# Video Game Soundtracks



## ka00 (Jun 4, 2018)

In another thread, @Fab mentioned "The Last Guardian" soundtrack, which I checked out and love to bits! And I thought, "I can imagine this in a Sam Mendes movie or something". Are there any other equally awesome video game soundtracks I should check out?


----------



## Fab (Jun 4, 2018)

check out maybe r/gameaudio...to get up to date, it's pretty good I think

....and if you want to nerd out about middleware for audio implementation, below is a chart I found fairly recently that might help conceptualize the sort of tricks games like witcher 3 and doom use to help get audio working smoothly within the main game engines; 

http://danikog.github.io/GameAudioTable/


----------



## R. Soul (Jun 4, 2018)

I just think you should play Last Guardian and find out 

It's quite a special game, although it does have issues with camera and control system - it was under development for 9 years, as a result those parts feel really dated.

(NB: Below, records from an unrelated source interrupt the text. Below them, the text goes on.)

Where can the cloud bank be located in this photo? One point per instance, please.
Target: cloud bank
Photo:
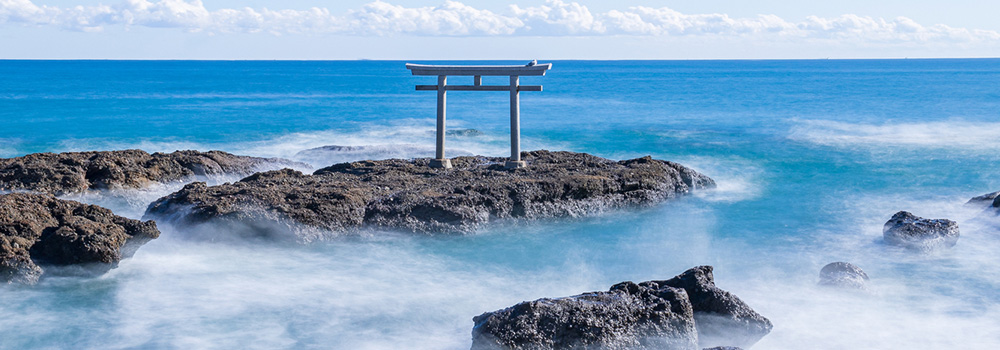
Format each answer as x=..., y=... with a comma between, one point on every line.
x=452, y=18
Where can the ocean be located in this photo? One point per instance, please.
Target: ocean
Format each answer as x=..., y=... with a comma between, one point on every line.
x=811, y=158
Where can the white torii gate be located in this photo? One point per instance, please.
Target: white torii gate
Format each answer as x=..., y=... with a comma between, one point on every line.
x=514, y=72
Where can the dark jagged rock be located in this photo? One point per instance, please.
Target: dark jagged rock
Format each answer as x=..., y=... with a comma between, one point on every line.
x=723, y=319
x=408, y=194
x=71, y=172
x=685, y=312
x=38, y=229
x=628, y=316
x=914, y=232
x=843, y=275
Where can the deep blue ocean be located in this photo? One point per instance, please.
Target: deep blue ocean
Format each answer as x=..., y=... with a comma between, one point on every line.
x=811, y=157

I've completed it but I can't remember exactly how the soundtrack plays. I think it just plays as is, and repeats when the tune is over, due to the fact the base game is rather old. 
It's not 1 tune per level, but could be 1 tune per area. So in Last Guardian, it could play a new tune when you enter a different room for example.

Many games these days have a music system that develops. So a music bed might play, but as you encounter enemies, other stems might be layered on top, to increase intensity and give the player the notion that he is now in danger. When the enemies are defeated, it goes back to that base music bed. That way the music becomes quite dynamic.

I know for example that in order to simplify that process and make it more versatile, in the sense that loads of stems can be mix and matched, all the music for the game Red dead Redemption was recorded at 130 BPM in A minor.


----------



## Fab (Jun 5, 2018)

and thanks, I didn't realize...Last Guardian OST does have a lot of Thomas Newman(isms) it would seem.


----------